Select primary Feature to segment;  There are nine available options:

  1. Amplitude
  2. Pitch
  3. Mean Frequency
  4. Goodness of pitch
  5. AM
  6. FM
  7. Weiner Entropy
  8. Continuity over time (t)
  9. Continuity over frequency (f)
Move amplitude threshold slider located next to the sonogram screen to the appropriate level, while watching the segmentation changing below the sonogram.  The yellow horizontal line on the graph indicates the level of the threshold.  The feature can be shown when greater than the threshold (if ">" option is selected next to threshold) or less than the threshold (if "<" option is selected).  Syllables are shown on the bottom of the graph screen in thick red line segments.

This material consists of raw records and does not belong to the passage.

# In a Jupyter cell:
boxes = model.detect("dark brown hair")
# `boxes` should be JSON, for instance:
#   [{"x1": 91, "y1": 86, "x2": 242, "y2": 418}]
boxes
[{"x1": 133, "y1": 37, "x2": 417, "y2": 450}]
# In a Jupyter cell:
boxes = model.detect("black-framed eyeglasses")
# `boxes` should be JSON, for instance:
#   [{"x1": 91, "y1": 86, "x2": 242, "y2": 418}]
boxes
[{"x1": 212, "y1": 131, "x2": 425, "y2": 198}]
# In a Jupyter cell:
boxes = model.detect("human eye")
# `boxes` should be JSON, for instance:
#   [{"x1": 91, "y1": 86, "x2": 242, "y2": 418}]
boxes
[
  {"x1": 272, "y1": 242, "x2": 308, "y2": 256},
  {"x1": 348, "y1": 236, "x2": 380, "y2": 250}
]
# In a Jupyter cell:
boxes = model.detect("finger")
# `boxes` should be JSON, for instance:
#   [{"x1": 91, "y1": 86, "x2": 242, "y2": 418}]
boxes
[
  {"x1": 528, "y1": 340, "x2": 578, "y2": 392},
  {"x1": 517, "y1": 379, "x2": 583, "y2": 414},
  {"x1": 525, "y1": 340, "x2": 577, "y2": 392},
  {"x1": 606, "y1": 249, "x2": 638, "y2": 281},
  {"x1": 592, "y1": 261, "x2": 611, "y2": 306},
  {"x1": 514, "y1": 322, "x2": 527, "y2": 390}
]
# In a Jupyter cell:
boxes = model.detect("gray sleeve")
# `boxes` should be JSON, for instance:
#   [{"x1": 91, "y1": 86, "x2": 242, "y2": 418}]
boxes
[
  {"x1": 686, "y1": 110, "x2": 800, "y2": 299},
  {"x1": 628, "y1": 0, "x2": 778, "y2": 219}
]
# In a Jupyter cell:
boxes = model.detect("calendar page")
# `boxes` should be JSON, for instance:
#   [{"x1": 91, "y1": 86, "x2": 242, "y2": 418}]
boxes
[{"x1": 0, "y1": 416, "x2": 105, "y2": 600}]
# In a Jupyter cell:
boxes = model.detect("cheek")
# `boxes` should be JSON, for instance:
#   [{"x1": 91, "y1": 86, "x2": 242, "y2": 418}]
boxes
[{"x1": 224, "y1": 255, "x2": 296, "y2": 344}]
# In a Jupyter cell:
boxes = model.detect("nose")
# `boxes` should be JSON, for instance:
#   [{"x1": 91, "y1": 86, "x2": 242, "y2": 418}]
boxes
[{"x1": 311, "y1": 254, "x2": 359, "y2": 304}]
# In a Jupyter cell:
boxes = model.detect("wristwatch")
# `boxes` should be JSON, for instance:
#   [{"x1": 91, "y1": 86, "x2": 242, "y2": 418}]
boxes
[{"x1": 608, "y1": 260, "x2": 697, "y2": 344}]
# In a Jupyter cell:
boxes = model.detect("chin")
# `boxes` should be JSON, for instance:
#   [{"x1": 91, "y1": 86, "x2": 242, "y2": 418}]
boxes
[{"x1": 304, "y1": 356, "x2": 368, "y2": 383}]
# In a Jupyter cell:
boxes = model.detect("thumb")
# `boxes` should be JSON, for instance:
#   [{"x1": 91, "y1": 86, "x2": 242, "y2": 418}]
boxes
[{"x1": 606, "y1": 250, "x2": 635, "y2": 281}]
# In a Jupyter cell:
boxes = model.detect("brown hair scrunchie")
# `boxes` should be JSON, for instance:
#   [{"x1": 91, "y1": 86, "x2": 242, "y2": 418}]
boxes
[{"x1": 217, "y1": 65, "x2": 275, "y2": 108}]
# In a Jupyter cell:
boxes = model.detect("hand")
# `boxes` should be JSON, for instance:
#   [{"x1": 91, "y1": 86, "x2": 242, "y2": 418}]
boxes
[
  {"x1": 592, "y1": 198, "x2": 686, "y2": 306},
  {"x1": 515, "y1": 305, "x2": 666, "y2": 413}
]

  • Using a smooth feature option to segment sounds

Check "Smooth feature" checkbox, the Smooth feature slider will show.  Select the level to which to smooth the feature.  The lowest level is 0, which means that the feature will not be smoothed.  The highest level is 100, which means that smoothing window is 100 datapoints. For example, if the advance window param is set to 1 ms, then the smoothing window of 100 is 100 ms. The smoothed feature graph will appear in different colors depending on which feature is smoothed.  For example, smoothed amplitude will appear in purple, while original amplitude graph is red.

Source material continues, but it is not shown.